When he exploded he really exploded.

He banged on a Plexiglas window until he pushed out the window frame and bent the pane. He tried to hit Mr. T (Mr. T blocked it)and grabbed Mr. T's reading glasses off his face and crumbled them (yes Really!!!) in his fist.



Mr. T ended up restraining Middle until I came arrived on the scene.


I wonder if we will climb back up now, or go into a spin... I HATE roller coasters!!!!

Friday, October 01, 2010

Today in Attachment Therapy

Middle-One decided he was done. At the end of his rope. Had gone as far as he could go. He came to a hurdle that is too high.

Therapy (for him) is over.

He can not face the emotional darkness that is his birthmother.

Like magic, when she is discussed, he shuts down.

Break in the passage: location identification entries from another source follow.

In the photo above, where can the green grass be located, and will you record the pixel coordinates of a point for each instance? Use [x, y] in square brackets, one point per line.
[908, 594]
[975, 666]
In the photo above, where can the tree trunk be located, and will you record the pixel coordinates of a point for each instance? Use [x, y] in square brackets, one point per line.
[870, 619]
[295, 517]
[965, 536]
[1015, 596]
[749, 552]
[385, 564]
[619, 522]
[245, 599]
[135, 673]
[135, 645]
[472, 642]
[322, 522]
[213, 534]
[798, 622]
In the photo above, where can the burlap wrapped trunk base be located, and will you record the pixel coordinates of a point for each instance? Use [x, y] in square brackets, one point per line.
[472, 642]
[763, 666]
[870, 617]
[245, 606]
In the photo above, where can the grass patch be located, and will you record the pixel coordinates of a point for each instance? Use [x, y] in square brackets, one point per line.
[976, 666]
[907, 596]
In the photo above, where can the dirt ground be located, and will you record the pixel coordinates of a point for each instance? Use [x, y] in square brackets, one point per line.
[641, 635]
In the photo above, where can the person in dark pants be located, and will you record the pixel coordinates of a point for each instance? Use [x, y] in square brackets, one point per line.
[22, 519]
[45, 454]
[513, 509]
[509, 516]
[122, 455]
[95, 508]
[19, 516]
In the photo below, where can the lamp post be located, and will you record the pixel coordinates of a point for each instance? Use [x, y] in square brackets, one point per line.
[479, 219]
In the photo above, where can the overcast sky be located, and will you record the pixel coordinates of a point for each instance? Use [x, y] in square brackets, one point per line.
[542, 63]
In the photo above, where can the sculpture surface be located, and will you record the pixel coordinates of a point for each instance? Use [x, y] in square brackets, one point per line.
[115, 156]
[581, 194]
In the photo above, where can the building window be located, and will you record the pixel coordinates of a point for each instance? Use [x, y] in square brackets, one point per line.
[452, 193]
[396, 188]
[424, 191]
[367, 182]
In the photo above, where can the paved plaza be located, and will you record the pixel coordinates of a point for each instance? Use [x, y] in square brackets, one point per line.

Today AT wanted to try again to get him to talk about her and his feelings. He wouldn't. He simply said he couldn't do it.

She explained to him that this means he doesn't want to join his family and get better. He shrugged and reiterated that he couldn't.

You can take a horse to water... you can pour it on him, sprinkle him with it, even submerge him in it...but you can not make him drink.

AT and i discussed ways of keeping the refreshment of the water ever present and available. Waiting for a break in his shield or a chink in his armour. We will hope that one day he will drink.

Until then, therapy (for him) is over. He will go to session and AT will ask him if he is ready yet to work. If he says no, it's no.

We will pray for the day that he say "yes", and hope we make it to that day.